The following potential determinants were measured: gender, age, body mass index (BMI), the number of ankle injuries in the patients’ history, having had an ankle injury within one year prior to the start of the study, sports participation, the severity of the initial ankle sprain and the allocated treatment.

To gain more insight into the age distribution, age was divided into quartiles. BMI was calculated as weight/ length² (kg/m2) and divided into normal weight (≤ 25) and overweight (>25). The number of ankle injuries in a patients’ history included the initial injury from this study and was dichotomized in one and more than one. Sports participation at baseline was reported as yes or no and in mean number of hours of sports participation per week. The hours of sports participation were also divided into quartiles. No definition of sports was given in advance. The severity of the ankle sprain at baseline was classified into three categories: mild, moderate or severe. The severity score was based on data from the physical examination at baseline, corrected for the number of days between the physical examination and the initial inversion trauma (see Appendix A).

Statistical analysis

Baseline characteristics were described using mean with standard deviation (SD), range or frequencies, where appropriate. The 1-year incidence of a recurrent acute lateral ankle ligamentous sprains were compared for categories of the potential determinants using Chi-square or (for dichotomous variables) Fisher-exact test. In this analysis, age and hours of sports were into quartiles and BMI was dichotomized (normal weight ≤ 25 kg/m2 and overweight > 25 kg/m².

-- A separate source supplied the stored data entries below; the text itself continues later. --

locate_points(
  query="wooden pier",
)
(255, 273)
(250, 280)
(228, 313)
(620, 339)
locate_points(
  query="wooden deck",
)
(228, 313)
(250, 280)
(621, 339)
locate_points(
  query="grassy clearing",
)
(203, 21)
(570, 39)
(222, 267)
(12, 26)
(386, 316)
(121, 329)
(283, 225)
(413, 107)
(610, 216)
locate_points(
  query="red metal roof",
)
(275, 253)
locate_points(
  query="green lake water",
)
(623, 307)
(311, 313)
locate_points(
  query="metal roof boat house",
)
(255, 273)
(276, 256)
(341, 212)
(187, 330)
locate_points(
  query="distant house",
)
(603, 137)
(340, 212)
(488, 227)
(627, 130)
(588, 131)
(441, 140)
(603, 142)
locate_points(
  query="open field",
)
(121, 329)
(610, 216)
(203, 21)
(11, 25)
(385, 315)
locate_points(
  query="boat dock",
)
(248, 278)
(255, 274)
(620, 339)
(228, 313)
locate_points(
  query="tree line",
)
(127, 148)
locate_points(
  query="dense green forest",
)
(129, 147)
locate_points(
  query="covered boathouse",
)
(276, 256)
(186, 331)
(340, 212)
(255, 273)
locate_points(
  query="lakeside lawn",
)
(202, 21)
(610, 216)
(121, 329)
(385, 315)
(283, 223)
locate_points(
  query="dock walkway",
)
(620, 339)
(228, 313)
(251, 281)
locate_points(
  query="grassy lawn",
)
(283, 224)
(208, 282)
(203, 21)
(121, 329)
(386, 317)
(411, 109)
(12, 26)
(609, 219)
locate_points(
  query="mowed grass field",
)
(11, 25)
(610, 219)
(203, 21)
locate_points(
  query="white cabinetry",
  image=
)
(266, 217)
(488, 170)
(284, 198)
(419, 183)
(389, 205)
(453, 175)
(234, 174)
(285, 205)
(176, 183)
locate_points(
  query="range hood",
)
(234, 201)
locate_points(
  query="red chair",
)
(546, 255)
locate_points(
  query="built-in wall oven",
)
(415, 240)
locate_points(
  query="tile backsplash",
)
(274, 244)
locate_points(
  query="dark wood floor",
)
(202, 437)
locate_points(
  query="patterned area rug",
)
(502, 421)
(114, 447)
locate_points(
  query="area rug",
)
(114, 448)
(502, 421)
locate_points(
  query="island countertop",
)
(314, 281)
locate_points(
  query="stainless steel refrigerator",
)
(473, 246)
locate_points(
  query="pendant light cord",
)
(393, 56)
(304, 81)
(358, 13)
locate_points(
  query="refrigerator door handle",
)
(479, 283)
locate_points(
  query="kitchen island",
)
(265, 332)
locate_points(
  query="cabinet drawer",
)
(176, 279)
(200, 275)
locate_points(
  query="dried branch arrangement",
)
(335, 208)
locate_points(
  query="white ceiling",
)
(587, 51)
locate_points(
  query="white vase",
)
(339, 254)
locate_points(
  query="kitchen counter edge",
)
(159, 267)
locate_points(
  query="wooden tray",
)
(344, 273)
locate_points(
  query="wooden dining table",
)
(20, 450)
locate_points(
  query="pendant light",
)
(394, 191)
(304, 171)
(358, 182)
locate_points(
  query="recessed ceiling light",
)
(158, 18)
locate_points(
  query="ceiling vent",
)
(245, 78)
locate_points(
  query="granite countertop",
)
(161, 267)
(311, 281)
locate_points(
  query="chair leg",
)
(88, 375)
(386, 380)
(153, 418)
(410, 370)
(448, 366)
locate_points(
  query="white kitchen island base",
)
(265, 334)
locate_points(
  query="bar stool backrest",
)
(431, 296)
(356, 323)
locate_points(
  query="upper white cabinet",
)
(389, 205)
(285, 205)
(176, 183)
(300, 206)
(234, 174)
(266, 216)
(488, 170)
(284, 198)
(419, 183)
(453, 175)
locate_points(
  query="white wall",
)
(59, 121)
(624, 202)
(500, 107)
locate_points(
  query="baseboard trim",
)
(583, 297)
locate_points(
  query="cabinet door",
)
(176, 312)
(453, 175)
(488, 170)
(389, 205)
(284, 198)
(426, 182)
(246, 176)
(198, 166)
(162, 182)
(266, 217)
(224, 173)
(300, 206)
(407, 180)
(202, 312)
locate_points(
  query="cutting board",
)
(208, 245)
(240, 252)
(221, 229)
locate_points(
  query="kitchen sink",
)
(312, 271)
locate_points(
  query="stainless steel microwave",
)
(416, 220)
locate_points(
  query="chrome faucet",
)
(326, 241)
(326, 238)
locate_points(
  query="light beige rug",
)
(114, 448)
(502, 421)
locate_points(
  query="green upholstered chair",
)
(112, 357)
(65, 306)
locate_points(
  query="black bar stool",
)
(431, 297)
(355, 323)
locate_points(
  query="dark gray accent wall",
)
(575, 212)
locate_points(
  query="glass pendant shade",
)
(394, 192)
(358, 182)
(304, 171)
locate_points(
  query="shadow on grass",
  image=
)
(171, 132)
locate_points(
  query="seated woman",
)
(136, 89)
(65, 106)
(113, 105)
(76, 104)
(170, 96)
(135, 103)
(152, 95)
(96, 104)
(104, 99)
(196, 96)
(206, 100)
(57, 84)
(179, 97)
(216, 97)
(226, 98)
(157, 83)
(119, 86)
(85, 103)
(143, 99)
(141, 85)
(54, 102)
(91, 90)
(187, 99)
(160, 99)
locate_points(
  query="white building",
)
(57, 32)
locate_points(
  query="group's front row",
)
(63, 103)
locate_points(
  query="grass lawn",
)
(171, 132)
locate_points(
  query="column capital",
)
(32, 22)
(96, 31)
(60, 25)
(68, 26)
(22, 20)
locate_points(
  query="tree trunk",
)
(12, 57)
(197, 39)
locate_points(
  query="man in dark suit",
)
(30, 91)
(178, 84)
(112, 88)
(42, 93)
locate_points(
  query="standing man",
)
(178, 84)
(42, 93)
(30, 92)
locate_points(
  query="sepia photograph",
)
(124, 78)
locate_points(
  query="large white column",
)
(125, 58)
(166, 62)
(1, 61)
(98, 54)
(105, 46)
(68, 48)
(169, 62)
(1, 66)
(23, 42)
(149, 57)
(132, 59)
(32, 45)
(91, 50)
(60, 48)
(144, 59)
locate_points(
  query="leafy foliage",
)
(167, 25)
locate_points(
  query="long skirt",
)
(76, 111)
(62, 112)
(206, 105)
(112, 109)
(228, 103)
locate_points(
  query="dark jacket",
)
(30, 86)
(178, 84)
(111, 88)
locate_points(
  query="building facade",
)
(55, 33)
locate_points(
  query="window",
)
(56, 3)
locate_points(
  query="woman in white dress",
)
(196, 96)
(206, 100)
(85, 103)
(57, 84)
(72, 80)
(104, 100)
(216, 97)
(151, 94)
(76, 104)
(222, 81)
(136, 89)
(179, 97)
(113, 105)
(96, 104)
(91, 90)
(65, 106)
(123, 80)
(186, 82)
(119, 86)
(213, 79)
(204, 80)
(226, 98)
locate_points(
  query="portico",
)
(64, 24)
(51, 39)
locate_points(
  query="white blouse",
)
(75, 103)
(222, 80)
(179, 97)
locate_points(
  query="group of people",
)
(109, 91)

Multiple imputation was used to assess missing data (n=18) for ankle sprain recurrences. Sensitivity analyses were performed with complete cases only (n=139).

The association between each determinant and the occurrence of a recurrent sprain was examined using univariable Cox regression analysis. All variables were tested for the proportional hazards assumption. If the interaction term between the variable and the natural logarithm of time was not significant (p>0.05), the proportional hazards assumption was considered being met [16]. Variables with a p-level of <0.1 in the univariable analysis, showing no multicollinearity, were included in a multivariate Cox regression analysis. The p-level of 0.1 was chosen liberally to avoid that possible predictors were missed in the multivariable analysis. Multicollinearity was tested by obtaining variance inflation factors (VIF) and tolerance values, a VIF value <10 and a tolerance value >0.1 was interpreted as no indication for multicollinearity [17]. All data were analyzed using IBM SPSS Statistical software package (version 23.0).


In total, 157 patients were included in the trial. The baseline characteristics of the study population are presented in Table 1. Patients had a mean age of 31 years (SD 11.6), a mean BMI of 24.5 kg/ m2 (SD 4.27) and 88 participants (56%) were male. Participants in this study had to fill out six questionnaires during the 1-year follow-up period. For 11% of the participants (n = 18) data were not complete at the end of the clinical trial. Nine participants did not fill out the last questionnaire, one participant missed three measurements, another one missed four measurements and one participant did not fill out five questionnaires. Six participants did not fill out any questionnaire.